When the Moon was Ours(53)
“You’re not stupid,” he said.
He knew she wasn’t stupid. He’d seen her in math class, drawing the kind of tessellations and polyhedrons that could have been illustrations in the textbook. She could be a designer or an architect. The fact that she struggled in English class to turn in one-paragraph in-class essays, that she’d given up on doing the reading, didn’t mean she was as slow as everyone thought.
It wasn’t his business. He knew that. But he hated seeing it, her bowing to the way other people saw her, her sinking beneath the lie of what everyone else thought. So if he could say enough to remind her that she still existed, that she was both other than and more than what everyone else assumed she was, maybe she would lose the truth of herself a little more slowly.

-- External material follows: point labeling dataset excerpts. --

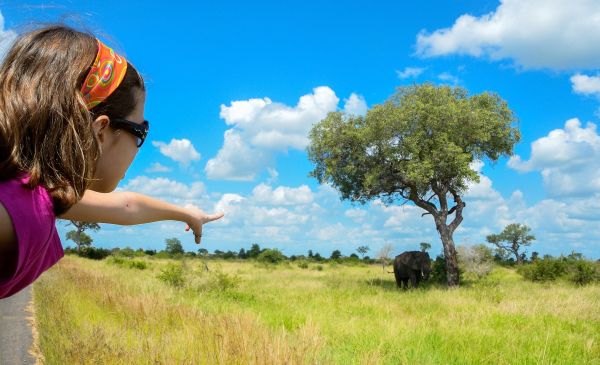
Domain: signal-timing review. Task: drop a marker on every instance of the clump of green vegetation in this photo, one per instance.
(271, 256)
(173, 275)
(127, 263)
(572, 268)
(303, 264)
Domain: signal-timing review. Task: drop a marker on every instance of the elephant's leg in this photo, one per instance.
(413, 280)
(398, 279)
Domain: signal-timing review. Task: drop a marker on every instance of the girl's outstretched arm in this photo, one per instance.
(127, 208)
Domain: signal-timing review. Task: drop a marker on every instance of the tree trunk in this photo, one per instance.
(450, 255)
(519, 258)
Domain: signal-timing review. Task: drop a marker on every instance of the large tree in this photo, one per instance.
(418, 146)
(512, 239)
(79, 236)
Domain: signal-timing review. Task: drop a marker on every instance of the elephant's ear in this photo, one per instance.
(409, 261)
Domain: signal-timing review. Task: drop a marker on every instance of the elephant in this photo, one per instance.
(412, 265)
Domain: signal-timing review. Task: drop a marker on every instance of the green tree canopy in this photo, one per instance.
(79, 236)
(362, 250)
(336, 254)
(512, 239)
(174, 246)
(418, 146)
(425, 246)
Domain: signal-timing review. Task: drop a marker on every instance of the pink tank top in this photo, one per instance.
(34, 222)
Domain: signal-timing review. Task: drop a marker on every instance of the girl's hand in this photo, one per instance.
(197, 218)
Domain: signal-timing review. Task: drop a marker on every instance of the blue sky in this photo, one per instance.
(234, 86)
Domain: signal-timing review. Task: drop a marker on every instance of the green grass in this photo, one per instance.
(241, 312)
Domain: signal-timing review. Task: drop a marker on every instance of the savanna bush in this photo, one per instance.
(475, 260)
(438, 270)
(573, 269)
(546, 269)
(127, 263)
(583, 272)
(93, 253)
(303, 264)
(271, 256)
(172, 275)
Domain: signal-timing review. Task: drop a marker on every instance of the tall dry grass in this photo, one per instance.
(88, 317)
(95, 312)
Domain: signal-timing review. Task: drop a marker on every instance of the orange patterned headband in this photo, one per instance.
(104, 77)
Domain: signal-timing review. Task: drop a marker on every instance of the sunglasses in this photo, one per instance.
(140, 131)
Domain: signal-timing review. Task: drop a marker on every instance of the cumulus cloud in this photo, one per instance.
(237, 159)
(553, 34)
(410, 72)
(157, 167)
(161, 187)
(586, 85)
(262, 128)
(7, 38)
(568, 159)
(449, 78)
(180, 150)
(282, 195)
(296, 219)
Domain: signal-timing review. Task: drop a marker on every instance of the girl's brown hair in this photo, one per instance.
(45, 128)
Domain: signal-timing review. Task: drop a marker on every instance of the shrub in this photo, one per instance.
(582, 272)
(172, 275)
(271, 256)
(127, 263)
(438, 270)
(93, 253)
(475, 260)
(546, 269)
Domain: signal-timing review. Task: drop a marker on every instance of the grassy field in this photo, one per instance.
(95, 312)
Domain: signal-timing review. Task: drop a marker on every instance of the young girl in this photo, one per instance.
(71, 122)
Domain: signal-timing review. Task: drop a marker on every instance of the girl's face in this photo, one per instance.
(118, 147)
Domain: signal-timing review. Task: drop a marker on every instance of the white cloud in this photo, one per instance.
(448, 77)
(282, 195)
(164, 188)
(237, 159)
(157, 167)
(568, 159)
(180, 150)
(355, 105)
(7, 38)
(262, 128)
(274, 216)
(553, 34)
(586, 85)
(355, 214)
(410, 72)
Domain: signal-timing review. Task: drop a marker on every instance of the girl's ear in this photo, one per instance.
(100, 126)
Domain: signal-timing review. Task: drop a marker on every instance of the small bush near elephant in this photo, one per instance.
(477, 261)
(127, 263)
(303, 265)
(546, 269)
(583, 272)
(271, 256)
(438, 270)
(172, 275)
(575, 270)
(93, 253)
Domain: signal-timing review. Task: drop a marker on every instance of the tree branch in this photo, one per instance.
(458, 209)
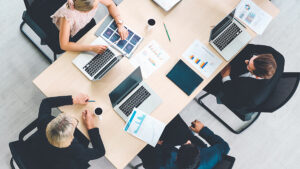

Lian didn’t see it that way. He’d said, “You’re not stupid,” and her expression had shifted, her green eyes half-closing, the smile turning into tension in her jaw. “Fuck off.”
But Lian was the one he went looking for today. He found her on the brick path that ran in front of and then around the side of the Bonners’ house.
She blinked at him, waiting for him to speak.
“I quit,” he said.
That blank expression slipped from her face. “What?”
“I’m done,” he said.
Lian’s stare flashed toward either side of them. She was looking for the shine of glass among the vines. He could tell from how her eyes were moving.
Her face tightened, filling with a look both offended and injured, as though she was taking this insult on behalf of her family. Who was he, she must have thought, to judge anything that happened here? How could the strange boy who painted the moon over and over say anything about these fields turning to glass? And what right did he have to quit?
“It has nothing to do with the pumpkins,” he said. “Look, I don’t know what you’re doing with Miel.”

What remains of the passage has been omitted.